After months of anticipation, the Chancellor (Philip Hammond) announced his Autumn Budget. The Budget included a number of expected announcements, such as the increase in the personal allowance, the rise in the national living wage, and of course the provision of funds to support the United Kingdom’s smooth departure from the European Union. It was the government’s announcement that it would deliver 300,000 new homes each year to tackle the UK wide housing crisis that created internal debate. Our response to the announcement follows here below:

We welcomed the Budget announcement by the Chancellor, in which he stated his commitment to build 300,000 new homes each year to tackle the current housing crisis – a near 40% rise on the total build for last year. This is positive news for the thousands of people across the nation struggling to find stable and secure housing, whether as first-time buyers or in affordable or rented homes. To harvest the benefits of this increase in housing supply, plans must also go hand in hand with inclusive, and sustainable housing design quality. Having a roof over our heads and a place to call home is critical but it also needs to support us in improving our health, wellbeing and prosperity.

With the ever-increasing demands of the population growth, the design of new developments must consider crucial aspects that turn housing developments into places people want to live and work.
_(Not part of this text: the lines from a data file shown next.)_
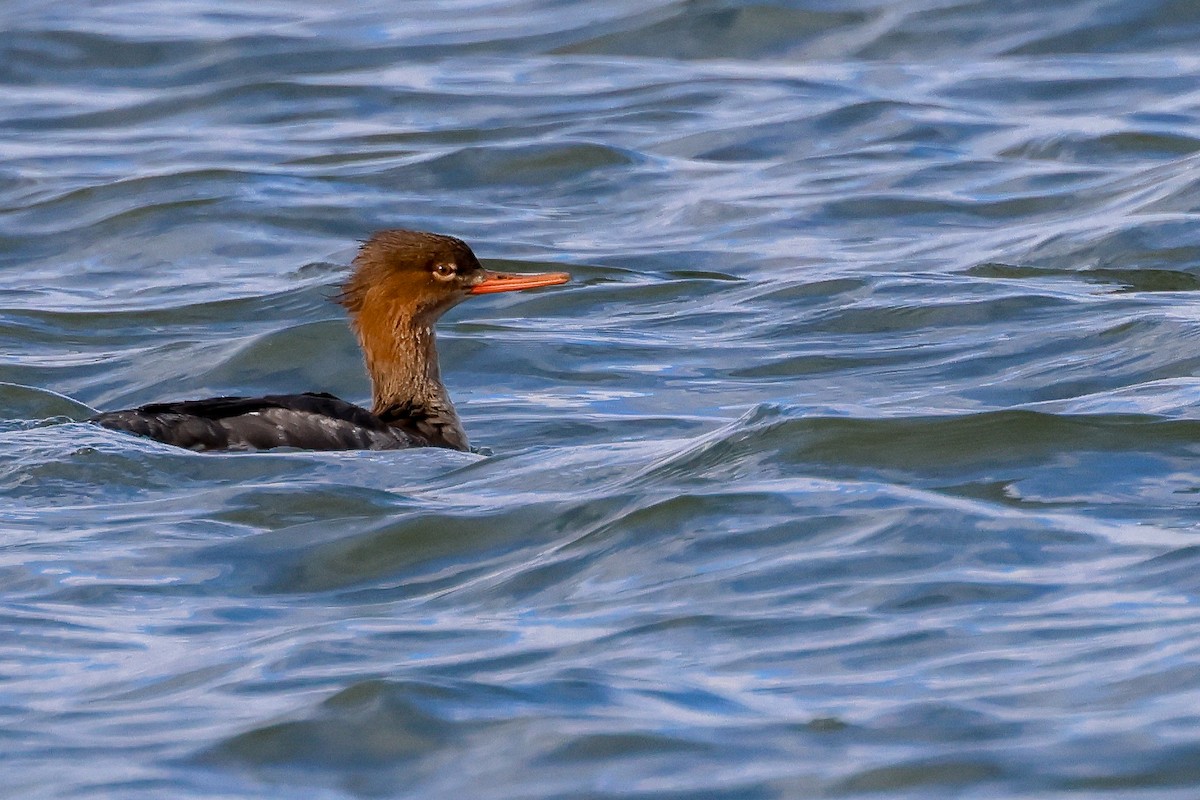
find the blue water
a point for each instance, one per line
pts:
(859, 459)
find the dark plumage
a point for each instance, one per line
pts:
(401, 283)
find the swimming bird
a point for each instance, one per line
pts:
(402, 281)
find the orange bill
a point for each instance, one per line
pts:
(496, 282)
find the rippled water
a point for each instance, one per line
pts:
(859, 458)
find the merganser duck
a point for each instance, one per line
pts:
(402, 282)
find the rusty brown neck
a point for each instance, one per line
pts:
(401, 355)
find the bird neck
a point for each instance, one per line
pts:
(401, 358)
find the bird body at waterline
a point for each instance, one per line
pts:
(402, 281)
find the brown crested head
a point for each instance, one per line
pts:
(425, 274)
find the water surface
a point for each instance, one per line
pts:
(858, 459)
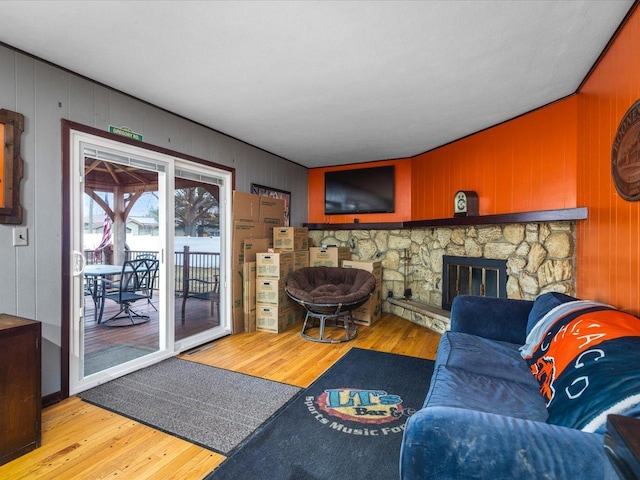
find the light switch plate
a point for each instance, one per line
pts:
(20, 236)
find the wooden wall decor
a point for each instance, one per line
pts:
(11, 167)
(625, 155)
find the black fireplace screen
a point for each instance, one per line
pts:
(472, 276)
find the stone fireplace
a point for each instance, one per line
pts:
(472, 276)
(539, 258)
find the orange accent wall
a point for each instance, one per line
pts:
(608, 254)
(2, 179)
(523, 165)
(558, 156)
(402, 187)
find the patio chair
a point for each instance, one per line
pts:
(137, 282)
(203, 290)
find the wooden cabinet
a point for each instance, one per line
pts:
(20, 390)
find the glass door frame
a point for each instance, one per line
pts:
(72, 380)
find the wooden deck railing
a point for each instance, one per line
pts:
(203, 267)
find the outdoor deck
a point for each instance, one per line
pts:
(105, 346)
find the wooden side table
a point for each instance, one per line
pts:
(20, 386)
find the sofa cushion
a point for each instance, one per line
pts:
(485, 357)
(544, 304)
(459, 388)
(584, 355)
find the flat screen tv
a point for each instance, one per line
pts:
(363, 190)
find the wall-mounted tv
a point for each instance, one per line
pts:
(363, 190)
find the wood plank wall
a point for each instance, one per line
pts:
(45, 94)
(608, 260)
(526, 164)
Places should provide residents with: 

  • A place of safety
  • A sense of belonging, and being connected to positive social networks
  • Good transport links, which in turn provide connection to places of work, education & leisure
  • An environment where they can maintain physical activity
  • Contact with natural environment/nature

With over 15 years of experience supporting the Local and National Government to improve the quality of design in the built environment, we acknowledge the challenges facing this and previous governments in achieving ambitious targets on housing supply. There is also a significant challenge in convincing existing communities of the positive impact housing can have, from supporting existing services to enabling new ones, improving the quality of infrastructure and improving access to quality public space.

The positive response to this challenge should not usurp planning processes and design requirements – rather every attempt should be made to improve levels of engagement and contact between developers and the local community to ensure plans for development have the full support of local people and business at the earliest opportunity, preventing any delay during the process.

Working with Local Authorities and communities through the Neighbourhood Planning process we’ve seen first-hand the barriers to housing delivery. In urban areas increasing heights and densities raise concerns over their impact on services, the quality of the environment and critical infrastructure. Proposed new settlements in rural areas likewise generate heated debate about the need for housing and the quality of the places that are established. By addressing these concerns head-on and by giving people a voice in the future of their neighbourhoods, we can start to remove the barriers to development and work towards the ambitious targets set today by the Government.